E questa è una questione tutta politica perché attiene alla decisione di chi governa su quali sono le priorità della spesa pubblica. Le priorità sono l’aumento della spesa militare, la realizzazione del ponte sullo stretto di Messina o l’aumento dei fondi per la sanità?

Le risorse pubbliche per la sanità non sono, come sembra affermare il dottor Flor, insufficienti “a prescindere” ma in ragione del fatto che chi governa il Paese preferisce dare la priorità, appunto, alle spese militari o a quelle per “grandi opere” la cui sostenibilità e utilità è tutta da verificare.

Per curare la sanità pubblica non sono necessarie “integrazioni” di marca privatistica: è necessario (e sufficiente) spostare verso i servizi sanitari l’asse della spesa dello Stato.

Sinistra Italiana del Veneto – Gruppo regionale Sanità

In Veneto tra le più numerose d’Italia le famiglie che spendono oltre il 20% del reddito per curarsi.

In Veneto la percentuale delle famiglie che spendono oltre il 20% del reddito disponibile (reddito totale al netto della spesa alimentare) per curarsi è tra le più alte d’Italia, la più elevata di tutto il centro-nord del Paese, superata solo da quella di alcune regioni del Sud.

Lo dimostra la ricerca, resa nota nei giorni scorsi, condotta dal professor Antonello Maruotti, docente di statistica all’università Lumsa di Roma insieme al ricercatore Pierfrancesco Alaimo Di Loro e Kathleen Johnson dell’Università della West Virginia, di uno studio che mette a nudo tutte le criticità del federalismo in ambito sanitario.

Come dimostra la tabella allegata, in Veneto sono 125.194 le famiglie che hanno speso oltre il 20% del reddito per curarsi, pari al 5,99% del totale dei nuclei familiari residenti nella nostra regione, con una percentuale superiore a quella della Lombardia che in questi anni si è caratterizzata per un pesantissimo processo di privatizzazione dei servizi sanitari.

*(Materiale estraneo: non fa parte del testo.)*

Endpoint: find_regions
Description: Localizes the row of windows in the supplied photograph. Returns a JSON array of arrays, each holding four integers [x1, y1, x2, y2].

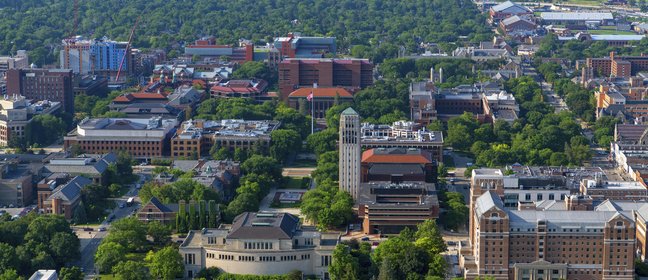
[[243, 242, 272, 250]]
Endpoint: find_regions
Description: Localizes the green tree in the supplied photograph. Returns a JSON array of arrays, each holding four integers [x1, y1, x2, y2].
[[146, 221, 171, 244], [329, 244, 360, 280], [306, 128, 338, 155], [112, 261, 151, 280], [59, 266, 85, 280], [145, 246, 184, 280], [95, 242, 126, 273], [270, 129, 301, 162]]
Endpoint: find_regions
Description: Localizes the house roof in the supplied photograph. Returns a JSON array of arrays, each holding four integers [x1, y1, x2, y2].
[[148, 196, 175, 213], [227, 212, 299, 239], [342, 107, 358, 116], [288, 87, 353, 98], [48, 176, 92, 202], [362, 148, 432, 164]]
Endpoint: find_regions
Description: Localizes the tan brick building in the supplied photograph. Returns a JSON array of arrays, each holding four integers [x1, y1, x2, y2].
[[462, 191, 636, 280]]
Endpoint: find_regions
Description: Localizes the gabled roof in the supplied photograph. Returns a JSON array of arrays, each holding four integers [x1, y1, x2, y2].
[[342, 107, 358, 116], [149, 196, 175, 213], [47, 176, 92, 202], [475, 191, 505, 216], [491, 1, 531, 14], [227, 212, 299, 239]]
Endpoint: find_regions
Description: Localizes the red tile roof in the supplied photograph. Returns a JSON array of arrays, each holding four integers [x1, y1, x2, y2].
[[362, 149, 432, 164], [113, 92, 167, 102], [288, 87, 353, 98]]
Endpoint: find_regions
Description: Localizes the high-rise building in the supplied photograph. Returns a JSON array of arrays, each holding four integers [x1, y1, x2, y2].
[[7, 68, 74, 113], [339, 107, 361, 199], [60, 37, 133, 77]]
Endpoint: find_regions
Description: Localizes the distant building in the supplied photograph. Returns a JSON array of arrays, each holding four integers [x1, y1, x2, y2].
[[357, 182, 439, 235], [360, 148, 437, 184], [0, 96, 61, 146], [338, 107, 362, 199], [29, 269, 58, 280], [489, 1, 533, 24], [42, 176, 92, 220], [360, 121, 443, 162], [540, 12, 614, 26], [74, 75, 108, 97], [288, 87, 353, 119], [171, 120, 280, 158], [558, 32, 646, 47], [459, 190, 638, 280], [7, 68, 74, 114], [64, 117, 178, 158], [499, 16, 538, 36], [272, 33, 336, 58], [0, 50, 29, 77], [0, 159, 34, 208], [185, 36, 254, 63], [180, 212, 340, 279], [210, 79, 272, 102], [39, 153, 117, 186], [171, 159, 241, 201], [137, 197, 178, 226], [580, 177, 648, 201], [279, 58, 373, 100], [59, 37, 134, 80]]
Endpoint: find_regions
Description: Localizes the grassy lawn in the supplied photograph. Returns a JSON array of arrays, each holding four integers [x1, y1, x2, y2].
[[587, 29, 637, 35], [270, 201, 301, 208], [282, 177, 310, 189], [286, 159, 317, 168]]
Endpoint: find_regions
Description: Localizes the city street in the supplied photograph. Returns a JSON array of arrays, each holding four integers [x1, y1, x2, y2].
[[73, 174, 144, 279]]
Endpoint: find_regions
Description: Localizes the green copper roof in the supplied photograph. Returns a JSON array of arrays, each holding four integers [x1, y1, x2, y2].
[[342, 107, 358, 115]]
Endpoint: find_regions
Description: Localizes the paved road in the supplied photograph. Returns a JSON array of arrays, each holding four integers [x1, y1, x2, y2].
[[74, 174, 144, 279]]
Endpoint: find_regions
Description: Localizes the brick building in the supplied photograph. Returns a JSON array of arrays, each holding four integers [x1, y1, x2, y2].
[[7, 69, 74, 113], [460, 191, 636, 280], [0, 96, 61, 146], [137, 197, 178, 225], [288, 87, 353, 119], [357, 181, 439, 234], [585, 52, 648, 78], [171, 120, 280, 158], [64, 117, 178, 158], [41, 176, 92, 220], [279, 58, 373, 101], [360, 148, 437, 183]]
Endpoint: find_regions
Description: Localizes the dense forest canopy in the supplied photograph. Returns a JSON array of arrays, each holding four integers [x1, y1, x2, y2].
[[0, 0, 491, 63]]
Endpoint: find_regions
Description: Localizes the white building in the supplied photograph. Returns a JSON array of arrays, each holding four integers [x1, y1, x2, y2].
[[339, 107, 362, 199], [180, 212, 340, 279]]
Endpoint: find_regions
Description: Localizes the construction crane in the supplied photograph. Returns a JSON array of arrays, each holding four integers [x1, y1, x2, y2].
[[115, 16, 141, 82]]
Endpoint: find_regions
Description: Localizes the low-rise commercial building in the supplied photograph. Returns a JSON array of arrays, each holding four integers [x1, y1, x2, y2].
[[357, 181, 439, 234], [180, 212, 340, 279], [0, 95, 62, 146], [288, 87, 353, 119], [0, 159, 34, 208], [64, 117, 178, 158], [171, 120, 280, 158], [42, 176, 92, 220], [360, 121, 443, 162], [39, 153, 117, 185], [360, 148, 437, 184]]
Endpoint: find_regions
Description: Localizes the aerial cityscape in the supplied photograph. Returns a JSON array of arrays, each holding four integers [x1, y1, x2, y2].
[[0, 0, 648, 280]]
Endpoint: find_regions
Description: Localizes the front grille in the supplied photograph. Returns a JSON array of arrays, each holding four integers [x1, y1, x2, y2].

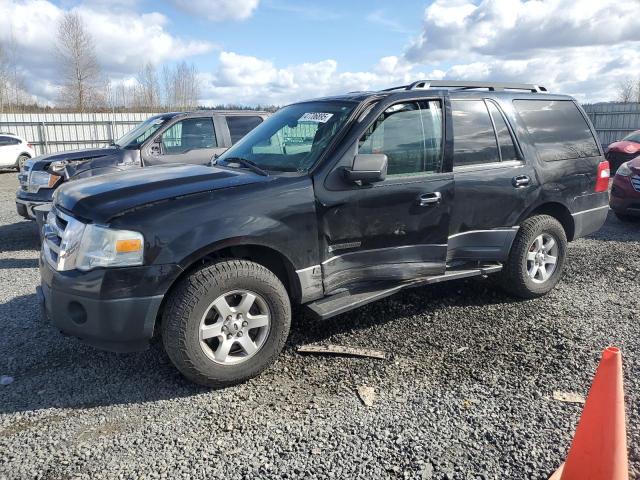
[[42, 207, 84, 270]]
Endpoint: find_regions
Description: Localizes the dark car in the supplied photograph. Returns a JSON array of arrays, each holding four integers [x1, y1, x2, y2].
[[609, 156, 640, 222], [16, 110, 268, 219], [605, 130, 640, 175], [39, 81, 609, 386]]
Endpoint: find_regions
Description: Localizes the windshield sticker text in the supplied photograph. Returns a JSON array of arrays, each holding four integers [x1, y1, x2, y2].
[[298, 112, 333, 123]]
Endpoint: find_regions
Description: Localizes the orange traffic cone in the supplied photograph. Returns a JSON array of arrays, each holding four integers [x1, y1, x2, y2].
[[549, 347, 629, 480]]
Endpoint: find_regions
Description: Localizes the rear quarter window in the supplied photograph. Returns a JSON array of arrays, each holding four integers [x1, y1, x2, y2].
[[513, 100, 600, 162]]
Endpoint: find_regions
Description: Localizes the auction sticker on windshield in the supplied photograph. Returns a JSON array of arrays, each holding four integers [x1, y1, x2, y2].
[[298, 112, 333, 123]]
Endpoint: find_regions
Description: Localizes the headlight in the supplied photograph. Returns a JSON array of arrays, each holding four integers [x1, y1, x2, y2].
[[616, 162, 633, 177], [28, 171, 60, 192], [76, 224, 144, 271], [42, 208, 144, 271]]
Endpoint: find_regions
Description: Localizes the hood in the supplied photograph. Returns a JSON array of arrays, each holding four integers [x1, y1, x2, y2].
[[53, 165, 273, 223], [607, 140, 640, 153], [30, 147, 121, 170]]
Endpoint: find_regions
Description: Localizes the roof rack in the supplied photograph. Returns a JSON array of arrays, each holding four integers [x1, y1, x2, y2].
[[382, 80, 547, 93]]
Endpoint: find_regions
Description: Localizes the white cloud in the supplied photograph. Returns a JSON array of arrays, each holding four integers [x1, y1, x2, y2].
[[201, 51, 441, 105], [406, 0, 640, 62], [0, 0, 216, 102], [404, 0, 640, 101], [366, 9, 410, 34], [171, 0, 260, 22]]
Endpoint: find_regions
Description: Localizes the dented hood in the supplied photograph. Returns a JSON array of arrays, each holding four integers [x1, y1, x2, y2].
[[53, 165, 273, 223]]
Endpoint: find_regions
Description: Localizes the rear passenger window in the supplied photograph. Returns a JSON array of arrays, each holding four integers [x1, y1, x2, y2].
[[487, 101, 520, 162], [226, 116, 262, 144], [358, 101, 442, 175], [451, 100, 500, 167], [513, 100, 600, 162]]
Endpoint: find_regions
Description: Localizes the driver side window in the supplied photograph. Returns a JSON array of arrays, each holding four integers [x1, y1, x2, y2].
[[358, 100, 442, 176]]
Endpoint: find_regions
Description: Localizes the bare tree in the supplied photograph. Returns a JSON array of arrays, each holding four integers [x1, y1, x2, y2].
[[57, 12, 101, 112], [162, 61, 200, 110], [136, 63, 160, 111]]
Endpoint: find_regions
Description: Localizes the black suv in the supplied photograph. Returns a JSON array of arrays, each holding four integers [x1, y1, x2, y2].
[[39, 81, 609, 385], [16, 110, 268, 219]]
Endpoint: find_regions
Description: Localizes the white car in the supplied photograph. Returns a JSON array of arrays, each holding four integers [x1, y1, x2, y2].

Il dato del Veneto (superiore a quello di tutte le regioni del Nord e del centro d’Italia) è particolarmente preoccupante anche in ragione di altri due elementi.

1)    Il reddito medio in Veneto è più elevato di quello di molte altre regioni: ciò significa che la “spesa reale” delle famiglie venete per curarsi è probabilmente più elevata di quella di alcune regioni del Sud in cui i redditi sono più bassi.

2)    A luglio di quest’anno AGENAS (l’agenzia nazionale dei servizi sanitari) ha rilevato come in Veneto (tra il  2018 e il 2022) sia calato del 10% l’importo dei ticket sanitari pagati dai cittadini: ciò significa che una parte sempre più consistente della spesa sanitaria affrontata dalle famiglie si concentri sui servizi offerti dalle strutture sanitarie private.

A noi pare, di fronte a questo quadro, che non ci sia molto da “gioire” per lo stato della sanità pubblica in Veneto visto che le famiglie, secondo questi dati, sembrano ogni giorno di più costrette a rivolgersi alla sanità privata per soddisfare le loro esigenze di cura o a rinunciare alle cure stesse se non dispongono delle risorse economiche necessarie.

E non ci pare proprio che l’autonomia differenziata sia la risposta se i risultati sono questi in un ambito, quello sanitario, in cui la competenza è già regionale.